La premier ha ricordato che tra Copenaghen e Washington è già in vigore un accordo di difesa risalente al 1951, che costituisce la base della cooperazione militare tra i due Paesi. Tuttavia, Frederiksen ha voluto chiarire che esistono confini invalicabili. “Mi avete chiesto delle linee rosse: le abbiamo, ovviamente. Siamo uno Stato sovrano e non possiamo negoziare su questo, perché fa parte dei valori democratici più basilari”, ha sottolineato.
Nel suo intervento, la leader danese ha anche lanciato un appello all’unità europea, invitando gli alleati dell’UE a presentarsi compatti di fronte alle pressioni esterne. “Quando l’Europa non è divisa, quando siamo uniti e chiari, e forti nella volontà di difenderci, allora i risultati si vedono”, ha dichiarato.
Le affermazioni di Frederiksen arrivano in un contesto di crescente attenzione internazionale sulla Groenlandia. Il 21 gennaio, il presidente degli Stati Uniti Donald Trump ha annunciato di aver concordato con il segretario generale della NATO Mark Rutte un accordo quadro sul futuro dell’isola. Trump ha più volte ribadito l’importanza strategica della Groenlandia per la sicurezza nazionale americana, in particolare in relazione al progetto del sistema di difesa missilistica “Golden Dome”, per il quale – secondo Euronews – Washington avrebbe stanziato circa 175 miliardi di dollari.

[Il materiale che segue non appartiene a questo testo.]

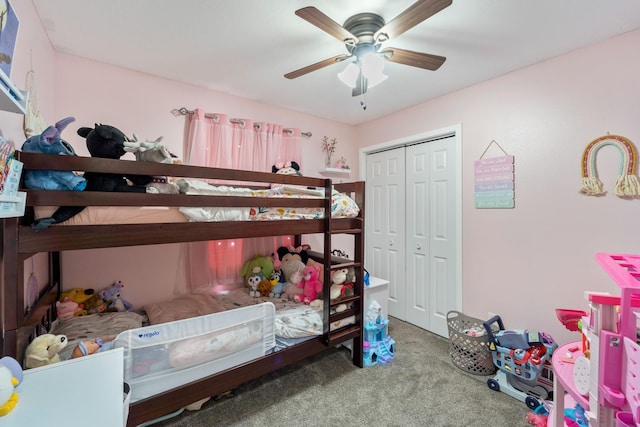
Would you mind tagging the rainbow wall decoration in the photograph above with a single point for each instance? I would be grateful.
(627, 185)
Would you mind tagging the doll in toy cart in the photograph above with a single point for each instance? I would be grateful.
(523, 360)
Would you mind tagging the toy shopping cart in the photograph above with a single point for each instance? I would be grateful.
(524, 363)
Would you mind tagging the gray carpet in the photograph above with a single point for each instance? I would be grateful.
(421, 387)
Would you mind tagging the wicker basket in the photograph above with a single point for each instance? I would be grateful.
(469, 353)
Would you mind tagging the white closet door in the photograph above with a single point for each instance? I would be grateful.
(431, 228)
(443, 233)
(417, 234)
(385, 239)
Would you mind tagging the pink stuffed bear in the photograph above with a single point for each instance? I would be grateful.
(294, 274)
(311, 284)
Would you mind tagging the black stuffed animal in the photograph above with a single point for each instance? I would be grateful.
(106, 142)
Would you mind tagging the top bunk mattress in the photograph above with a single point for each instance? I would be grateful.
(342, 206)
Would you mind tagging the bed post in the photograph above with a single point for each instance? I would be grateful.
(9, 286)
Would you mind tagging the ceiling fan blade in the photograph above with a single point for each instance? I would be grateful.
(361, 85)
(316, 66)
(326, 24)
(415, 14)
(415, 59)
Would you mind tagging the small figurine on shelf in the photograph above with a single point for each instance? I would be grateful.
(329, 147)
(342, 164)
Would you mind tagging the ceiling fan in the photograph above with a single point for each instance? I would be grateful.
(364, 33)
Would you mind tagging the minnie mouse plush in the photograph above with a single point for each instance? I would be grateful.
(106, 142)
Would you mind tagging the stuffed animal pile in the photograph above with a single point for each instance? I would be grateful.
(288, 168)
(257, 274)
(50, 142)
(44, 349)
(103, 141)
(113, 297)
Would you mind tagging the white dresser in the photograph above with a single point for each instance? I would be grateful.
(87, 391)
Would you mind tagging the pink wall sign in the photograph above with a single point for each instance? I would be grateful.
(494, 183)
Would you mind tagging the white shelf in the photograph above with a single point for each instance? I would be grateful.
(52, 395)
(335, 171)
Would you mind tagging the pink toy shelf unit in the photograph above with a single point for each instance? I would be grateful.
(618, 390)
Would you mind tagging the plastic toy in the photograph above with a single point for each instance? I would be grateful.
(378, 346)
(570, 318)
(10, 378)
(524, 374)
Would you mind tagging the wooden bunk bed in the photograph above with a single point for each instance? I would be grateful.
(20, 242)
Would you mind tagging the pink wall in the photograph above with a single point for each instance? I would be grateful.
(135, 102)
(523, 263)
(140, 103)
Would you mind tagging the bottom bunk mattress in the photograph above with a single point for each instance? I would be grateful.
(161, 357)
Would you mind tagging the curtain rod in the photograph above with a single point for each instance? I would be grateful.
(184, 112)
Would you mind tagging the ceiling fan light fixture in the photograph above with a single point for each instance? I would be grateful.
(375, 79)
(372, 64)
(350, 75)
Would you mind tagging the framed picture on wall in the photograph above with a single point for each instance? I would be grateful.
(8, 34)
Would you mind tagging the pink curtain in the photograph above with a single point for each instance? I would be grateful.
(214, 140)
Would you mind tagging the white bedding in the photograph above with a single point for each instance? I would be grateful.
(342, 207)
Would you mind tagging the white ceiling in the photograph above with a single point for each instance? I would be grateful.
(244, 47)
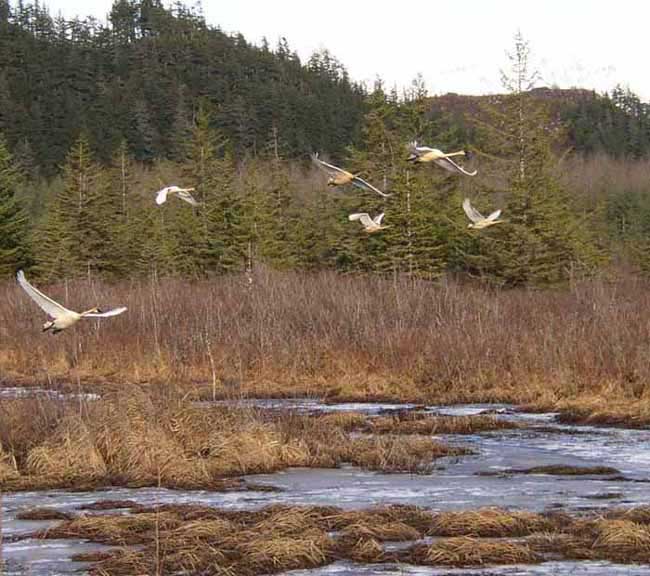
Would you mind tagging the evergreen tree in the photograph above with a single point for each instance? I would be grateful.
(544, 239)
(13, 220)
(76, 236)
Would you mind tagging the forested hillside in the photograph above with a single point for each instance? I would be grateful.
(95, 117)
(139, 77)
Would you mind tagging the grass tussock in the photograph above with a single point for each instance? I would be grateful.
(465, 551)
(43, 514)
(416, 423)
(200, 539)
(297, 334)
(136, 438)
(488, 523)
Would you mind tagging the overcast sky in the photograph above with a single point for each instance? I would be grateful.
(458, 46)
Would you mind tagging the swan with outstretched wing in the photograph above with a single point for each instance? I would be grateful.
(339, 177)
(370, 225)
(182, 193)
(62, 318)
(424, 154)
(478, 220)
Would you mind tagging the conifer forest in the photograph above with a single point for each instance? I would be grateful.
(259, 316)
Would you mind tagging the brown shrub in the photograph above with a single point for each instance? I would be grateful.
(68, 457)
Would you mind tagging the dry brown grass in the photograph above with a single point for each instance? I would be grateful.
(200, 539)
(415, 423)
(137, 439)
(320, 335)
(43, 514)
(488, 523)
(464, 551)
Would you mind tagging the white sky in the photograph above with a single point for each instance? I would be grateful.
(458, 46)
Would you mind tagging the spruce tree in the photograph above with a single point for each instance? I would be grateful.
(13, 219)
(76, 235)
(543, 240)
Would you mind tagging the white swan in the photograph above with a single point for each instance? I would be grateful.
(340, 177)
(370, 225)
(478, 220)
(183, 193)
(420, 154)
(62, 317)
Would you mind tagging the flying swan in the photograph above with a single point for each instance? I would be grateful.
(370, 225)
(421, 154)
(182, 193)
(62, 317)
(340, 177)
(478, 220)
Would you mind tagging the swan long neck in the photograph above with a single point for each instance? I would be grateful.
(91, 311)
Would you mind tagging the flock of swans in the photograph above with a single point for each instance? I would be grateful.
(417, 155)
(62, 318)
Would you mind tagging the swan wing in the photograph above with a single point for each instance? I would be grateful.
(108, 314)
(52, 308)
(363, 216)
(330, 169)
(494, 215)
(185, 195)
(361, 183)
(449, 164)
(472, 213)
(161, 195)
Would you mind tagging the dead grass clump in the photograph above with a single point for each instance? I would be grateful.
(599, 410)
(8, 471)
(70, 456)
(43, 514)
(119, 530)
(466, 551)
(488, 523)
(383, 532)
(292, 520)
(97, 556)
(362, 549)
(622, 541)
(347, 421)
(638, 514)
(264, 555)
(399, 454)
(138, 446)
(417, 423)
(198, 531)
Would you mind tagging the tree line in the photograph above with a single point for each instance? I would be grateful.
(97, 117)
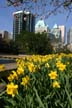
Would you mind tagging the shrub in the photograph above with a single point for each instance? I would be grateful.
(40, 82)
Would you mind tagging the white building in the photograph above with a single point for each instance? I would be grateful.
(63, 32)
(69, 36)
(41, 27)
(5, 35)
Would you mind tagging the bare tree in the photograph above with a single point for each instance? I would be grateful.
(43, 8)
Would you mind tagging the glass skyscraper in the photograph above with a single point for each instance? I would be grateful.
(23, 21)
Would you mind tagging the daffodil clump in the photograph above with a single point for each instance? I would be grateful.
(41, 82)
(2, 67)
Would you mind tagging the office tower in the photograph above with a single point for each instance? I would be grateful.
(5, 35)
(63, 33)
(41, 27)
(23, 21)
(57, 33)
(69, 36)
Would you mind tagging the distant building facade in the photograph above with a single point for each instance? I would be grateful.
(63, 32)
(57, 33)
(41, 27)
(69, 36)
(23, 20)
(5, 35)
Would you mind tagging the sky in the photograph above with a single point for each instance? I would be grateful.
(6, 18)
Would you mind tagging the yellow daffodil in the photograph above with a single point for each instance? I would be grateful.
(25, 80)
(12, 89)
(53, 75)
(56, 84)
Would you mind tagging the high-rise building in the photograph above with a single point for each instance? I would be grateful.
(41, 26)
(69, 36)
(63, 32)
(5, 35)
(23, 21)
(57, 33)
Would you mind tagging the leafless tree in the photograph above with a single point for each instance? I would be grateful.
(43, 8)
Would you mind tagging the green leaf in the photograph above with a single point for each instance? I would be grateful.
(69, 98)
(38, 98)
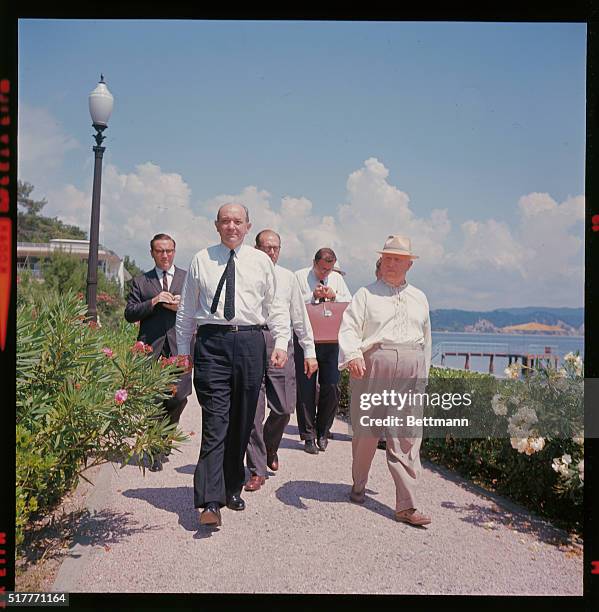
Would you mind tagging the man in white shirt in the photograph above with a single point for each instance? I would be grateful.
(318, 283)
(153, 301)
(279, 386)
(385, 338)
(230, 294)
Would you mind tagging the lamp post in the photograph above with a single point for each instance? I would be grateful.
(100, 108)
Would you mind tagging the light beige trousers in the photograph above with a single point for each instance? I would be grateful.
(399, 367)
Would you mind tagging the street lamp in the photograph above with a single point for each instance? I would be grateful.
(100, 108)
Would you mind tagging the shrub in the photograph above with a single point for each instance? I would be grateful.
(546, 475)
(83, 397)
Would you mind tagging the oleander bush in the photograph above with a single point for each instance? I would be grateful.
(85, 395)
(533, 455)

Secondo il portale Axios, la bozza di accordo proposta da Rutte preserverebbe formalmente la sovranità danese sulla Groenlandia, ma prevederebbe un aggiornamento dell’intesa del 1951. Ciò consentirebbe agli Stati Uniti di istituire nuove basi militari e zone di difesa sull’isola qualora la NATO lo ritenesse necessario, oltre al possibile dispiegamento di elementi del sistema di difesa missilistica.
La posizione di Copenaghen appare dunque improntata a un delicato equilibrio: apertura al dialogo sulla sicurezza e al rafforzamento della cooperazione transatlantica, ma fermezza assoluta nel difendere la sovranità nazionale e il controllo politico sulla Groenlandia.